Effective immediately (announced by the Ministry of Northern Development and Mines) the Northern Industrial Electricity Rate Program became permanent “with continued investment of up to $120 million per year.” Ratepayers will continue to supply those “continued investments” for eternity! This doesn’t affect the deficit reduction but will mean NO rate relief!
Effective July 1, 2014 OPG started to receive regulated rates for unregulated hydro and also paid for IESO induced spillage increasing the annual cost of OPG-supplied hydro by about $250 million, OPG also got approval for a rate increase to cover some of their pension shortfall adding $300 million to power costs. Electricity generated by OPG will cost $600 million more and add $50 million to the province’s HST revenues. Higher profits for OPG means the province could generate $300 million in dividends. Result: the deficit is reduced to $9.034 billion.

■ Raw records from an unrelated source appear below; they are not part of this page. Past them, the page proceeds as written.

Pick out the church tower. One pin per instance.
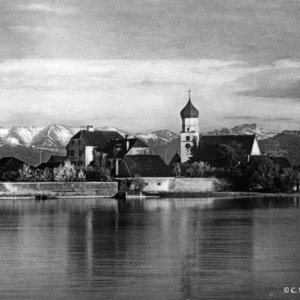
(190, 129)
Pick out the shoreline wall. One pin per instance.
(183, 184)
(104, 189)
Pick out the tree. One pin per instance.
(202, 169)
(194, 151)
(65, 172)
(262, 174)
(26, 173)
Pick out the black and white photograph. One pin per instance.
(149, 149)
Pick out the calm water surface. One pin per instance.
(150, 249)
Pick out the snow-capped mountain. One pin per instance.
(244, 129)
(163, 136)
(21, 135)
(53, 136)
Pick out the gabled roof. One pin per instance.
(57, 159)
(144, 165)
(189, 111)
(245, 141)
(176, 159)
(282, 162)
(8, 164)
(48, 165)
(121, 147)
(97, 138)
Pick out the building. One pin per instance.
(132, 157)
(85, 144)
(53, 162)
(246, 144)
(10, 164)
(190, 129)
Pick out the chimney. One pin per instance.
(117, 167)
(127, 142)
(90, 128)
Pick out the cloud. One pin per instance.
(48, 8)
(283, 92)
(280, 80)
(29, 29)
(139, 94)
(43, 74)
(255, 118)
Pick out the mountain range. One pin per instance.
(27, 143)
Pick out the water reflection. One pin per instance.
(153, 248)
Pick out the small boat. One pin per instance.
(134, 195)
(43, 197)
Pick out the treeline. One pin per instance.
(255, 173)
(65, 172)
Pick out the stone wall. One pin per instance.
(183, 184)
(105, 189)
(198, 185)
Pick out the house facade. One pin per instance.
(82, 146)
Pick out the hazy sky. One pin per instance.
(130, 63)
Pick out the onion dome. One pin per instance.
(189, 111)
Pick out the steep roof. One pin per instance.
(189, 111)
(282, 162)
(57, 159)
(48, 165)
(97, 138)
(176, 159)
(143, 165)
(120, 148)
(245, 141)
(8, 164)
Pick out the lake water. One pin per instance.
(150, 249)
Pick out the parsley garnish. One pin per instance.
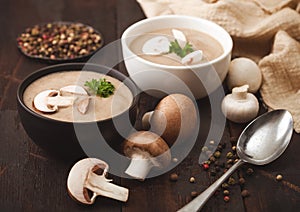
(101, 87)
(175, 47)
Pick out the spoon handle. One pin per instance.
(197, 203)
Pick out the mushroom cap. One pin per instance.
(177, 115)
(149, 144)
(78, 175)
(40, 101)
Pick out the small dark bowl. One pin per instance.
(74, 140)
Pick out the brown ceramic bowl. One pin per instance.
(76, 139)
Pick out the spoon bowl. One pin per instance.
(265, 138)
(261, 142)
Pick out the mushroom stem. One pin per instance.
(102, 186)
(139, 167)
(146, 120)
(240, 93)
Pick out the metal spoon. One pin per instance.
(261, 142)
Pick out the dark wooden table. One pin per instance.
(30, 180)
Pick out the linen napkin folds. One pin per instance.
(267, 31)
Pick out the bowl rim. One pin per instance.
(191, 18)
(75, 67)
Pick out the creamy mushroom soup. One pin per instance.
(200, 41)
(99, 108)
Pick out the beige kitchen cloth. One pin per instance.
(251, 23)
(281, 76)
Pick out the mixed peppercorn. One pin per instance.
(59, 41)
(219, 161)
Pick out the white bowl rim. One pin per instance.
(171, 16)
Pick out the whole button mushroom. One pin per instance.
(146, 150)
(83, 177)
(240, 106)
(174, 117)
(244, 71)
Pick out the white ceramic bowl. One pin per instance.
(197, 80)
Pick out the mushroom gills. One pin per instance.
(84, 184)
(99, 185)
(192, 58)
(60, 101)
(73, 89)
(180, 37)
(156, 46)
(40, 101)
(139, 166)
(83, 104)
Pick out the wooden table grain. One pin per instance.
(30, 180)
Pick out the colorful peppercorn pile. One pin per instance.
(59, 41)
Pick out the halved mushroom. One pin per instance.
(156, 46)
(146, 150)
(180, 37)
(83, 178)
(83, 104)
(40, 101)
(192, 58)
(174, 117)
(73, 89)
(49, 100)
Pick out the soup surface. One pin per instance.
(200, 41)
(99, 108)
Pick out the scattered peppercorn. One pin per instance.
(230, 161)
(228, 166)
(225, 185)
(231, 181)
(192, 180)
(212, 159)
(208, 153)
(204, 149)
(174, 177)
(242, 181)
(245, 193)
(226, 198)
(205, 166)
(226, 192)
(194, 194)
(220, 147)
(217, 154)
(213, 172)
(175, 160)
(279, 177)
(229, 155)
(249, 171)
(233, 148)
(59, 41)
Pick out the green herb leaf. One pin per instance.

Now, OPG are not the only ones to get rate increases as all LDC increased their collective billings by $541 million (2009 to 2013), meaning the province collects their 8% HST portion and the increased profits allows the LDC to pay higher dividends to their municipal owners. This will allow the province to reduce payments to municipalities by $100 million and, together with the HST portion of about $50 million, will further reduce the deficit to $8.884 billion.

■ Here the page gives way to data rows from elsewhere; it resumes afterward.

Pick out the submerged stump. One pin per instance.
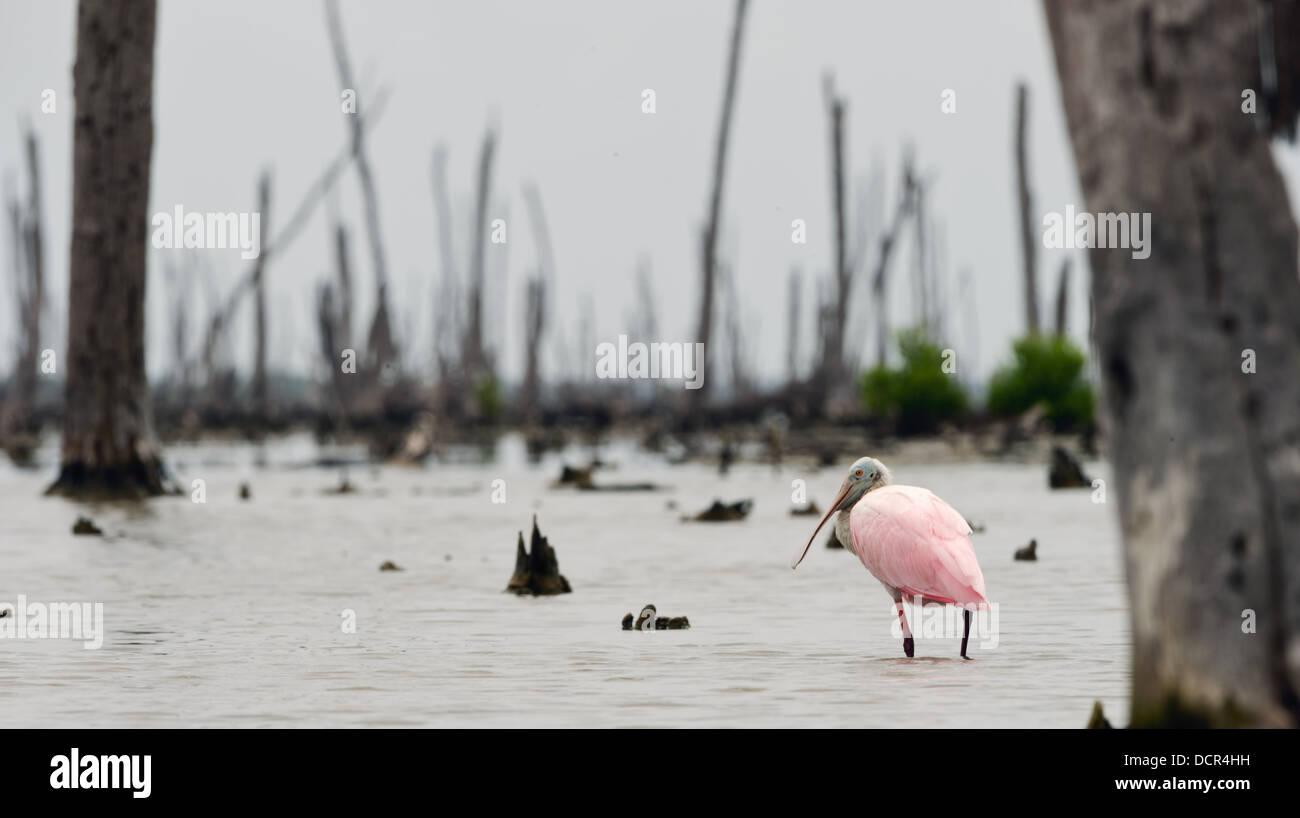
(537, 571)
(724, 513)
(1065, 471)
(1030, 553)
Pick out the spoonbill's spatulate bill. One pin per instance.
(915, 544)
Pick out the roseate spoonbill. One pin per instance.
(915, 544)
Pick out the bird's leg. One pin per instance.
(966, 633)
(908, 645)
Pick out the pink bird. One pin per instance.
(915, 544)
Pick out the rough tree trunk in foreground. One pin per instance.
(1207, 457)
(108, 444)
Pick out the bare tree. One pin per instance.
(709, 245)
(473, 350)
(17, 424)
(793, 295)
(1062, 298)
(831, 367)
(1028, 241)
(888, 241)
(536, 304)
(447, 330)
(108, 446)
(381, 350)
(1199, 349)
(260, 407)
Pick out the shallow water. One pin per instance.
(228, 613)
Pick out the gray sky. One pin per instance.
(248, 83)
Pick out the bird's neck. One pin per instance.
(841, 528)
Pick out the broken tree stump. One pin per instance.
(537, 571)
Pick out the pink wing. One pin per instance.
(913, 541)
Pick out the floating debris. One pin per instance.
(645, 622)
(724, 513)
(650, 620)
(1097, 721)
(537, 571)
(581, 479)
(1028, 553)
(345, 487)
(809, 509)
(86, 526)
(1065, 471)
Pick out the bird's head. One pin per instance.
(865, 475)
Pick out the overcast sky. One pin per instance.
(241, 85)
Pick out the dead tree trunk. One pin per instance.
(831, 369)
(709, 243)
(17, 420)
(108, 445)
(1062, 298)
(260, 407)
(536, 304)
(793, 291)
(1199, 351)
(1028, 230)
(381, 350)
(475, 354)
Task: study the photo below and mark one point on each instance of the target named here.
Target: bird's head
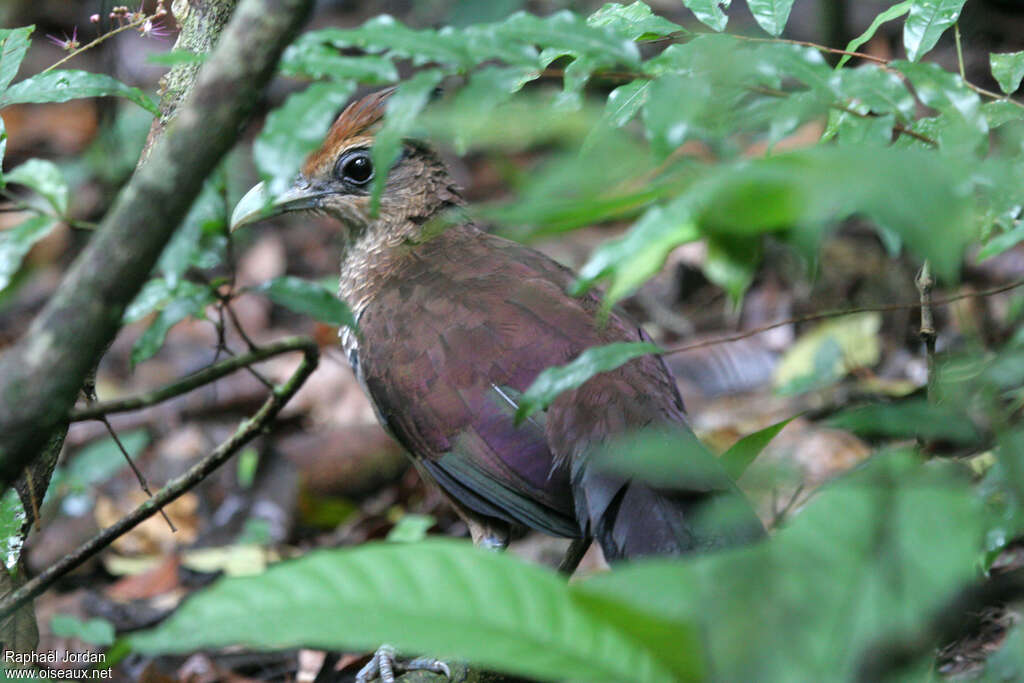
(336, 180)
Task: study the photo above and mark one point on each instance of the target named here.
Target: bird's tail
(632, 518)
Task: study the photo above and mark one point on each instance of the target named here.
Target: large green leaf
(402, 108)
(45, 178)
(771, 14)
(926, 24)
(295, 129)
(309, 57)
(61, 85)
(309, 298)
(866, 560)
(1008, 69)
(14, 45)
(441, 597)
(188, 299)
(710, 12)
(897, 10)
(634, 22)
(631, 260)
(553, 381)
(16, 242)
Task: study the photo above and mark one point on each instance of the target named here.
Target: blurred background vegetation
(735, 184)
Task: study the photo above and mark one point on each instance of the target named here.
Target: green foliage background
(877, 553)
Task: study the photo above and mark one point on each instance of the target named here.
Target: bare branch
(245, 433)
(41, 375)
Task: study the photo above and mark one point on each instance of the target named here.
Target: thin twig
(138, 474)
(245, 433)
(205, 376)
(131, 25)
(925, 283)
(839, 313)
(960, 51)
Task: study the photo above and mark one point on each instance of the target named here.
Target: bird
(453, 327)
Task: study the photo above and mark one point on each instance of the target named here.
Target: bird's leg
(385, 663)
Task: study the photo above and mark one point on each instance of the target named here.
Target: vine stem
(74, 53)
(174, 488)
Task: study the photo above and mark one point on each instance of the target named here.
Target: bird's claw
(384, 663)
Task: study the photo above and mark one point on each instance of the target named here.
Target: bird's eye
(357, 169)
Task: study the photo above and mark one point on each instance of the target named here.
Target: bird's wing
(446, 350)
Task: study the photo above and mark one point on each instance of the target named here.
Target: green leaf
(926, 203)
(442, 597)
(202, 239)
(962, 128)
(553, 381)
(174, 57)
(189, 301)
(95, 631)
(61, 85)
(1008, 69)
(402, 108)
(309, 298)
(45, 178)
(893, 12)
(3, 146)
(625, 101)
(1001, 243)
(12, 518)
(731, 263)
(829, 351)
(309, 57)
(15, 44)
(866, 561)
(16, 242)
(385, 33)
(634, 22)
(631, 260)
(710, 12)
(411, 528)
(771, 14)
(295, 129)
(745, 451)
(907, 420)
(927, 23)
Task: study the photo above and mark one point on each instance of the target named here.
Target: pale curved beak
(259, 204)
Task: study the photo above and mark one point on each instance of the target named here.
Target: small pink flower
(153, 29)
(68, 44)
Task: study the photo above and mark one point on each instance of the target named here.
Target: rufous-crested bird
(455, 326)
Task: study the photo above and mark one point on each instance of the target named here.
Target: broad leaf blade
(61, 85)
(295, 129)
(16, 242)
(309, 298)
(1008, 69)
(742, 453)
(771, 14)
(710, 12)
(440, 597)
(45, 178)
(553, 381)
(928, 20)
(15, 44)
(893, 12)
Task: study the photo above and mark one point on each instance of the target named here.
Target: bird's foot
(385, 663)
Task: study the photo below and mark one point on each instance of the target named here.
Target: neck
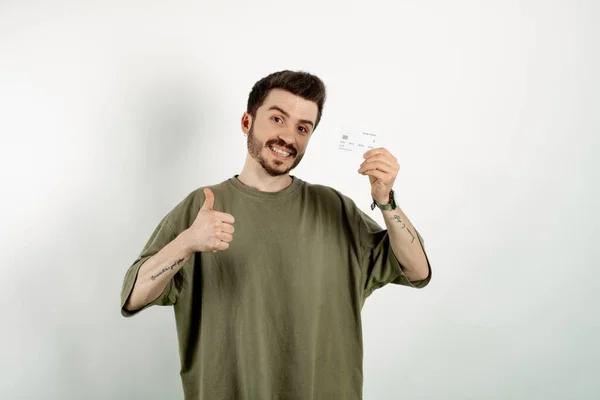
(253, 175)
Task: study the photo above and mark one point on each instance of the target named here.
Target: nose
(287, 135)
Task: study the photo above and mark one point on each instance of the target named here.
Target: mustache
(283, 145)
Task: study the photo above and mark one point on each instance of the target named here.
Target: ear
(246, 122)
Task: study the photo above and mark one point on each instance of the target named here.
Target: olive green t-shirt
(278, 314)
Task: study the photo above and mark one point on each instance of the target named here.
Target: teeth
(283, 153)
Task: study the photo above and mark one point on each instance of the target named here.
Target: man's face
(284, 123)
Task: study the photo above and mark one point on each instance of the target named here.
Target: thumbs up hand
(212, 230)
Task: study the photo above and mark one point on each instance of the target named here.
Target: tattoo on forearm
(165, 269)
(399, 220)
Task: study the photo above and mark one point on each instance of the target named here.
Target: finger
(223, 246)
(387, 157)
(209, 200)
(378, 150)
(226, 228)
(382, 176)
(376, 165)
(223, 217)
(225, 237)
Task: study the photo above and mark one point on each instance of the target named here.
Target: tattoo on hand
(399, 220)
(165, 269)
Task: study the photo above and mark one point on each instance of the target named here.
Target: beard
(275, 167)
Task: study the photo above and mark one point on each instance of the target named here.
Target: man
(267, 273)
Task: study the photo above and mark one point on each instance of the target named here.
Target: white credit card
(357, 141)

Now with Hydro One’s announced partial sale we should look to what the province might generate. A sale of 60% to Provincial Pension Funds: e.g., OMERS, OPB, Teachers, etc., for the $9 billion Ed Clark suggests it would generate, will be allocated thus: $5 billion to pay off what the province owes OEFC for their Hydro One debt and interest and a one-time reduction in the deficit. The balance of $4 billion would be put in the Trillium Trust “infrastructure pot.”. That $9 billion would produce a budget surplus of around $100 million, once the full 60% of Hydro One is sold.
Now to put the budget well over the top, the recent announcement for a “cap and trade” tax on vehicle fluids (gasoline & diesel) of, say, 3 cents/litre would generate about $700 million annually (based on 2013 Statscan Ontario consumption numbers for Ontario). Let’s assume it will raise $300 million annually from other “carbon emitters.” Result: the budget surplus will jump to $1.1 billion.

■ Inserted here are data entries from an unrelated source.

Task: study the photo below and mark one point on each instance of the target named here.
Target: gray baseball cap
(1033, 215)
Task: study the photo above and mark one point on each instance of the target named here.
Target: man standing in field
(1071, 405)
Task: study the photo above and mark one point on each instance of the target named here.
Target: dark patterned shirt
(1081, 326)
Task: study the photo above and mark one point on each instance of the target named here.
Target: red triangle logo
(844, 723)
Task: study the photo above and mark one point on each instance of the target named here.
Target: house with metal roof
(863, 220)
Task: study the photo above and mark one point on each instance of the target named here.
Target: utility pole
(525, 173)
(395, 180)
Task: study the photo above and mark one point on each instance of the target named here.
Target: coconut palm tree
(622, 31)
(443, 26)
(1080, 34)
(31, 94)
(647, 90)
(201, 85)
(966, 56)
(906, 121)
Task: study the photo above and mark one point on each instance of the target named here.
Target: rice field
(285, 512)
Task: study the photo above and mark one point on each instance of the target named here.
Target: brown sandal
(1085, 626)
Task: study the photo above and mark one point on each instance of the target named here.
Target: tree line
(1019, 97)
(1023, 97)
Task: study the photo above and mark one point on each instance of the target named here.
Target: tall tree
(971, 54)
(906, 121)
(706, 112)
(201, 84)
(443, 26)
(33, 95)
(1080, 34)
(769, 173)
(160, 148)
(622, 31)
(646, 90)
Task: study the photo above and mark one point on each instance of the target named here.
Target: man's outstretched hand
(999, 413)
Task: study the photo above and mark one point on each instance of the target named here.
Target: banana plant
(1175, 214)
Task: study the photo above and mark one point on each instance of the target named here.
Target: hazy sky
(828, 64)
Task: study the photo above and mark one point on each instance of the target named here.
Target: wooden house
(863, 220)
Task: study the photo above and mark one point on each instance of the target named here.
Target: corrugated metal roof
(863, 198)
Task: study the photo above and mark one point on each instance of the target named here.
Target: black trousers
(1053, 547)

What this all suggests is Ontario could claim the province is in surplus by $1.1 billion, (the cost to move two gas plants), which they will have done principally on the backs of energy consumers, just as they have in the past!
©Parker Gallant, April 19, 2015
- Oxford defines “sweated labour” as “hard work done under poor conditions for very low wages”.
The views expressed are those of the author and do not represent Wind Concerns Ontario policy.